Nun, die “Rechten” in der Partei, al­len voran Genoino behaupten, der große Fehler sei gewesen, nicht schon am An­fang der Kampagne eine Politik der Bündnisse entwickelt zu haben. Sie be­haupten, daß eine Allianz mit der PSDB möglich gewesen sei, ja sogar der Eintritt der PT in eine Regierung Itamar. “Der Plano Real hätte unser sein können”, war zu hören.
Ja, das führt zu einer anderen Frage. Was ist denn der Charakter des neuen he­gemonialen Blocks? Sich an der Regie­rung beteiligen zu wollen, setzt voraus, daß es in diesem Block einen Platz für die Volksbewegungen gibt. Die PT hat ihren Ursprung im demokratischen Kampf ge­gen die Militärdiktatur. Damals war es möglich auf der Grundlage demokrati­scher Forderungen, wie der nach Direkt­wahl, Bündnisse zu schließen. Diese Etappe hat sich erschöpft. Heute haben wir eine Demokratie in Brasilien, eine brasilianische Demokratie, die via Wahlen ein System der Repräsentation geschaffen hat. Heute muß sich doch die Frage so stellen: Was ist der Platz der progressiven, radikalen Volksbewegungen in einem neo­liberalen Projekt? Welche Hoffnungen gibt es innerhalb dieses Projekts? Was heute die Gesellschaft spaltet, ist nicht mehr die Frage Diktatur versus Demokra­tie.

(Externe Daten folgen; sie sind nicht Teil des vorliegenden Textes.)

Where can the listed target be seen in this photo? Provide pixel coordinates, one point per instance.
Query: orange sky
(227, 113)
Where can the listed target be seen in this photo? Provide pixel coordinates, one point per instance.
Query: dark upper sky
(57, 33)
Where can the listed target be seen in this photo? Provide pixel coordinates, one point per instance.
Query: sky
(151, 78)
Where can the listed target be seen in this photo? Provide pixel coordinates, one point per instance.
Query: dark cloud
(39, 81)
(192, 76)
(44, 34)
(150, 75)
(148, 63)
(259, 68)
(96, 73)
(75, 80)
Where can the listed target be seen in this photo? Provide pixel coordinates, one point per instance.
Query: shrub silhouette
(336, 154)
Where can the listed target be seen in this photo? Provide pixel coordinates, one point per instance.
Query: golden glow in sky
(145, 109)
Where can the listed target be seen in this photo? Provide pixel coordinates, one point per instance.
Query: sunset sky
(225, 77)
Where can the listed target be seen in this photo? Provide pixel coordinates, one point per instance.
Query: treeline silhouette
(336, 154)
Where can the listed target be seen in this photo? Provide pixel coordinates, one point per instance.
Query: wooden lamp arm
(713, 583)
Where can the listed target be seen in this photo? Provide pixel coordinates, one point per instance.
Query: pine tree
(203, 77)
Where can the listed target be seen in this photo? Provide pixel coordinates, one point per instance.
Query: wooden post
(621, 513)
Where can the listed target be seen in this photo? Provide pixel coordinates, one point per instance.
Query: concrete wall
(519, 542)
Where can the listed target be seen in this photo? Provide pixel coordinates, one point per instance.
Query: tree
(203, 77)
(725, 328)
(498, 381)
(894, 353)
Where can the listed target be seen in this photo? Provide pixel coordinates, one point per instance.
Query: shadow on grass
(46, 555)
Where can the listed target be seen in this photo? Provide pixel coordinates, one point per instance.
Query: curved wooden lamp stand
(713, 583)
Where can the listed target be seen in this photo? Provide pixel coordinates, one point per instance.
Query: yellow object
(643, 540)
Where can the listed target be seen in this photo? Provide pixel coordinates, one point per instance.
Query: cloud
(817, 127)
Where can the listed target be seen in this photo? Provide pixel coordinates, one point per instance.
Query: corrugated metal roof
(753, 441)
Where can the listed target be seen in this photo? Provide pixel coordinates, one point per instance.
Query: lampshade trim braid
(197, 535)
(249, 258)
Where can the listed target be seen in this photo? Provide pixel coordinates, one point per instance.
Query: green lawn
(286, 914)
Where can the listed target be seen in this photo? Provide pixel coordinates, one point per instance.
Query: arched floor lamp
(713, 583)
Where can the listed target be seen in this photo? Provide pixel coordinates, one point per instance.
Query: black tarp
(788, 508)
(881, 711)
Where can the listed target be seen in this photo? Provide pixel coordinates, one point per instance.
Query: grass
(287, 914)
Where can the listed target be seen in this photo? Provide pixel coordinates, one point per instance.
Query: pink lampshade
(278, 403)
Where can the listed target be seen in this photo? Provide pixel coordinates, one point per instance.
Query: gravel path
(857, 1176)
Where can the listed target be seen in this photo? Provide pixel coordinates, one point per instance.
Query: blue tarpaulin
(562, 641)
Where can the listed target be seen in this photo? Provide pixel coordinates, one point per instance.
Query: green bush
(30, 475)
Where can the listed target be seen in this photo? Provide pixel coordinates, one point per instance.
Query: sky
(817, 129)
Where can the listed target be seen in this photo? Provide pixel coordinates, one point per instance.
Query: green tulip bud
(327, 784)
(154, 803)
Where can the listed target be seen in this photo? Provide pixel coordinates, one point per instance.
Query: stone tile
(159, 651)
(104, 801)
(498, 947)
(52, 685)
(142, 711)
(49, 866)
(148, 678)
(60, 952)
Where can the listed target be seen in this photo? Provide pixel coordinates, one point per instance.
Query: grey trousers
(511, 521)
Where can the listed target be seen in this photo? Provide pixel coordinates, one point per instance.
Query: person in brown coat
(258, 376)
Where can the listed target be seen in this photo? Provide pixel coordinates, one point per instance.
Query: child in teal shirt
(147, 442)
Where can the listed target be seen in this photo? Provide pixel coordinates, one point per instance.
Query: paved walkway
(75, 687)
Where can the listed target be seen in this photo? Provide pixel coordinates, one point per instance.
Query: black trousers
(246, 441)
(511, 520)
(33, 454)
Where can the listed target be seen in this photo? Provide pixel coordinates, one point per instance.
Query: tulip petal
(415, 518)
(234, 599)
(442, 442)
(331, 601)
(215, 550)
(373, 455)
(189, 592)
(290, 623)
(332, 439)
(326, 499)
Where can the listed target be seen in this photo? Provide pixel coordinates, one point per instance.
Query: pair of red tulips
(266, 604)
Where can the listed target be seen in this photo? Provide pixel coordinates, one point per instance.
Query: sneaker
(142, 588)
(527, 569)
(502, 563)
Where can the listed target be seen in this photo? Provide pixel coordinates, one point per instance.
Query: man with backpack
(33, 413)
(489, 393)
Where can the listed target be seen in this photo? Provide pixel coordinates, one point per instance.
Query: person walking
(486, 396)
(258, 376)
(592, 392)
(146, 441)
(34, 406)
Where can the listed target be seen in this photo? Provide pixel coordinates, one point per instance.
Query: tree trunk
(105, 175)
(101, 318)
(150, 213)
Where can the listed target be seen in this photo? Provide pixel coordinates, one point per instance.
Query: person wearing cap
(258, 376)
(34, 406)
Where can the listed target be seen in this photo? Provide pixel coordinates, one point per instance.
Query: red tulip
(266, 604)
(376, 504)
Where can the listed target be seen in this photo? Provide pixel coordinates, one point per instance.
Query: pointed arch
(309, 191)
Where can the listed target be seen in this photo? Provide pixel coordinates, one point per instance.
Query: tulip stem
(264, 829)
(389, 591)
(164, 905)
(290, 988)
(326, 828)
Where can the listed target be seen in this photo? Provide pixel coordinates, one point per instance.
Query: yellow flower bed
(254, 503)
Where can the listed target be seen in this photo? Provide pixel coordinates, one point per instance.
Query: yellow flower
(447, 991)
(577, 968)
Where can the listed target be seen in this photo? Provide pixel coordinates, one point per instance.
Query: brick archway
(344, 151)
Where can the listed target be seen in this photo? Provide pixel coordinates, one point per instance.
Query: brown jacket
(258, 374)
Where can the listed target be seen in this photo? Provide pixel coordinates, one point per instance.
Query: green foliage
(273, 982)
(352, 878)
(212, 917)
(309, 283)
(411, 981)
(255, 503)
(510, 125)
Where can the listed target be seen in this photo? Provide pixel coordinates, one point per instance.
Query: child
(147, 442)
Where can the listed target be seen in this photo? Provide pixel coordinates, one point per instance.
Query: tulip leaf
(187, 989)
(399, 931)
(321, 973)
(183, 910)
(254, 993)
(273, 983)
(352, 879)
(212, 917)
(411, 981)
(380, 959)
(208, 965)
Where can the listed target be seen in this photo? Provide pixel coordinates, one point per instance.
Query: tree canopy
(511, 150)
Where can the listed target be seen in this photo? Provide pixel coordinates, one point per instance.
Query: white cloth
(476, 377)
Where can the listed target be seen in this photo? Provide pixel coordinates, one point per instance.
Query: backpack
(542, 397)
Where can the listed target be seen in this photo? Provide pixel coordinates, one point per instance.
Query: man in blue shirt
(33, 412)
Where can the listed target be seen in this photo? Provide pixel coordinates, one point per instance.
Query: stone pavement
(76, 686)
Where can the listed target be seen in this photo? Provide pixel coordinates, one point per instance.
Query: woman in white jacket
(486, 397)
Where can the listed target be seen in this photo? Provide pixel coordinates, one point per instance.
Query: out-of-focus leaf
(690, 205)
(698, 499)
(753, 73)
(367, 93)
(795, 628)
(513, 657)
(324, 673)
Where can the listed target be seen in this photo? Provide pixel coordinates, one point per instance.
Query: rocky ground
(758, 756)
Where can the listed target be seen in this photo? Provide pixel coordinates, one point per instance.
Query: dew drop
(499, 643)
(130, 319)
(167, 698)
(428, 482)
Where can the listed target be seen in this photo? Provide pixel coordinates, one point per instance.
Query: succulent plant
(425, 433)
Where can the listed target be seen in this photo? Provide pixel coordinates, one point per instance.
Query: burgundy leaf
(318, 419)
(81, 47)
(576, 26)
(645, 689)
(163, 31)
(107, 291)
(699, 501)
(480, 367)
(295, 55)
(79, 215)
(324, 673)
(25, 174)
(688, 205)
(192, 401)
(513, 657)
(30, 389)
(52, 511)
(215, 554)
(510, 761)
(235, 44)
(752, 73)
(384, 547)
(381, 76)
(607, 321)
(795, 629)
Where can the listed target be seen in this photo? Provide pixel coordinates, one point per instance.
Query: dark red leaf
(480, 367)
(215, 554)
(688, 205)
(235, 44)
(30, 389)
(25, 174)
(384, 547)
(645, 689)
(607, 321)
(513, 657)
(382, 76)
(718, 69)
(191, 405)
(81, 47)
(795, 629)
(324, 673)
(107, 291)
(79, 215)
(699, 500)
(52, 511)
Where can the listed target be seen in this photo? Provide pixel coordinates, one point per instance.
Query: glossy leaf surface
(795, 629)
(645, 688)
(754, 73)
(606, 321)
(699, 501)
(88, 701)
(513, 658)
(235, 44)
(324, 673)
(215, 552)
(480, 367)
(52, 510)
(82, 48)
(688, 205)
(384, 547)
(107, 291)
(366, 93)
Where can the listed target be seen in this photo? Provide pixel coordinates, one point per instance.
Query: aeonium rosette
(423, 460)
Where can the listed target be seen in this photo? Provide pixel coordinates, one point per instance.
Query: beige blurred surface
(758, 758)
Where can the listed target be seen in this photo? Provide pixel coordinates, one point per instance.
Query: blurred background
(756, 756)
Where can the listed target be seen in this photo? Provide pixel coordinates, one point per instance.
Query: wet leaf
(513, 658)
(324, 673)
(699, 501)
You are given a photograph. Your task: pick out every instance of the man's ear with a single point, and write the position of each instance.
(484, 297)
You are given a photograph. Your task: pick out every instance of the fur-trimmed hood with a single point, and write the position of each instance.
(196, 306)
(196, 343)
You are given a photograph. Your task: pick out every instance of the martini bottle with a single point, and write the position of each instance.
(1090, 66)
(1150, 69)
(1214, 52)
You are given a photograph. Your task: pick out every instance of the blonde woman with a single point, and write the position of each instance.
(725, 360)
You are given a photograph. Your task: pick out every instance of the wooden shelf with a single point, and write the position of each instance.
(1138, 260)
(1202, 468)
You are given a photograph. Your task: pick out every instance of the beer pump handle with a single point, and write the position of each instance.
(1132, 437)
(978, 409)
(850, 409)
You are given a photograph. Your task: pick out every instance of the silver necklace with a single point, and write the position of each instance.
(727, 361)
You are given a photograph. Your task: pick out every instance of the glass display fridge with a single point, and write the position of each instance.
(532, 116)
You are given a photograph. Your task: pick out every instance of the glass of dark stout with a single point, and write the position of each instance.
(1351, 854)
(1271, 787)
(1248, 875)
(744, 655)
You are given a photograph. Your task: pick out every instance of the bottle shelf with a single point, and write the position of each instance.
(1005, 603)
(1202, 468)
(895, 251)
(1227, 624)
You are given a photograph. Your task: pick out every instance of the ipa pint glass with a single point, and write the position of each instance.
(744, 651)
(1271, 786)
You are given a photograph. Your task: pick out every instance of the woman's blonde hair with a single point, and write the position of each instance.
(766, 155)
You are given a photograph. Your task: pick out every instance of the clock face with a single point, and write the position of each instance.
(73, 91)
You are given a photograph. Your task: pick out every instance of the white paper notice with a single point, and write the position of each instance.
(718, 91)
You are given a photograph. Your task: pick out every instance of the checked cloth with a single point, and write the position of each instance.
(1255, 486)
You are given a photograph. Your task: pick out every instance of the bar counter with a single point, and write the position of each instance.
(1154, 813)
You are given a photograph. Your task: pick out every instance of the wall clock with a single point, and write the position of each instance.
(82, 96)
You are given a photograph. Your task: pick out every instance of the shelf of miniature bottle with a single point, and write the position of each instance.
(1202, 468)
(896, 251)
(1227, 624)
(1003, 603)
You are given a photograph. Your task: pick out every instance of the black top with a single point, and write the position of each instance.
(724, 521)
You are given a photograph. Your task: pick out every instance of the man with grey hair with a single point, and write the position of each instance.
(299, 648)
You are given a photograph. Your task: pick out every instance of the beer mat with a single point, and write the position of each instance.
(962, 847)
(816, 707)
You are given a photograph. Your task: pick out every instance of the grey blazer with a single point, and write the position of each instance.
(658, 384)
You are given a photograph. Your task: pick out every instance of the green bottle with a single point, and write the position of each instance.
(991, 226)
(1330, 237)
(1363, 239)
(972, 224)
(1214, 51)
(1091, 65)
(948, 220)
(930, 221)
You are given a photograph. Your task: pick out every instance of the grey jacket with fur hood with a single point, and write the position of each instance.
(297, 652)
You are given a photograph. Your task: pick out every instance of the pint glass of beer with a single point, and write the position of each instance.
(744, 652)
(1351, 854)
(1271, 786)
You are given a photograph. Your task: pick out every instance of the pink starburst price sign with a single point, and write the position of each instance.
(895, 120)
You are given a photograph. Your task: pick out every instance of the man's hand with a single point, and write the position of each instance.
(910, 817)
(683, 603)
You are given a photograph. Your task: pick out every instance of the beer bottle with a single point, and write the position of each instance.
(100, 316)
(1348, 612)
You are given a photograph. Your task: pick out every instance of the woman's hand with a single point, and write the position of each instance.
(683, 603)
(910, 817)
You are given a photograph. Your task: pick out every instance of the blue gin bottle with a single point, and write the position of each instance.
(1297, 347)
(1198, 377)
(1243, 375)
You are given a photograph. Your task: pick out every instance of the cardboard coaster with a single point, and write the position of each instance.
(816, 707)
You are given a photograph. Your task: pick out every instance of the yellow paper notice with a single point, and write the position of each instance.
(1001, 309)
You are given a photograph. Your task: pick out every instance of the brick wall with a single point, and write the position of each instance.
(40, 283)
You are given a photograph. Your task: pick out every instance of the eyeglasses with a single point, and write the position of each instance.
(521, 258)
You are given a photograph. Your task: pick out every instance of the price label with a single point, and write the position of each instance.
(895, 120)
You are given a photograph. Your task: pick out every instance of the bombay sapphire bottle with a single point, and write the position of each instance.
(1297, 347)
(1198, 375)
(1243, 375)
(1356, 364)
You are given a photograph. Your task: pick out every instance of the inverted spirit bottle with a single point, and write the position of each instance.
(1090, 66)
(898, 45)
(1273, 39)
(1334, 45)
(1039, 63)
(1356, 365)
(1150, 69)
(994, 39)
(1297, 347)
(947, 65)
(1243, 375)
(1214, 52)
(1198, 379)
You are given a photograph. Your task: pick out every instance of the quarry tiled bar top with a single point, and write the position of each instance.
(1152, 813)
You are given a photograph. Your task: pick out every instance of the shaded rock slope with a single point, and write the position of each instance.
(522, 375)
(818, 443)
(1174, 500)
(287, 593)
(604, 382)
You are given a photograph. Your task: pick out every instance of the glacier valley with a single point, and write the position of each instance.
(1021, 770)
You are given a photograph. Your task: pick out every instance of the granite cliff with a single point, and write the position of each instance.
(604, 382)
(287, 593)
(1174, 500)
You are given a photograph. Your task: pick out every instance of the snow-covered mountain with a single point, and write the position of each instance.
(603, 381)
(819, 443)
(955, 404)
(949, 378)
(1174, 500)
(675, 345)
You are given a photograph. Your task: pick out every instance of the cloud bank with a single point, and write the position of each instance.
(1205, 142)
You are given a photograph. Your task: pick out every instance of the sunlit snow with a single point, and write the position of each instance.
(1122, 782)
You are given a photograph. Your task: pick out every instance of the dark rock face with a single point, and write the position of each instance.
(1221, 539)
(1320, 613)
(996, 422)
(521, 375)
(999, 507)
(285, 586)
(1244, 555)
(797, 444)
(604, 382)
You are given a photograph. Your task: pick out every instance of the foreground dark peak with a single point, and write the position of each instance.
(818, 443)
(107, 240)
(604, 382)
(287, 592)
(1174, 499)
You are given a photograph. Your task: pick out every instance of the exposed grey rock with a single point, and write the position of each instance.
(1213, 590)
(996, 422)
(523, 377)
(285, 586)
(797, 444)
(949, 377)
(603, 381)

Der neue hegemoniale Block hat sich entlang anderer Fragen herausgebildet und das hat die Linke nicht begriffen. Er ist heute etabliert, mit Widersprüchen und Schwierigkeiten, um neoliberale Politik in Brasilien effektiv umzusetzen. Fernado Henrique verkörpert diese Wendung gut. Er war ein demokratischer Kämpfer gegen die Diktatur. Er muß heute nicht aufhören Demokrat zu sein, um die Führungsfigur der Rechten zu werden. Fernado Henrique hat verkündet, daß wir in eine neue histo­rische Etappe eintreten. Ich glaube, er hat recht, als Präsident und als Soziologe. Für die Linken kann sich doch nicht die Frage stellen, wie beteilige ich mich an diesem neuen hegemonialen Pakt, sondern wie kann ich ihn besiegen. Das haben weite Kreise in der PT nicht begriffen. Die PT ist heute ein Waisenkind des demokrati­schen Kampfes.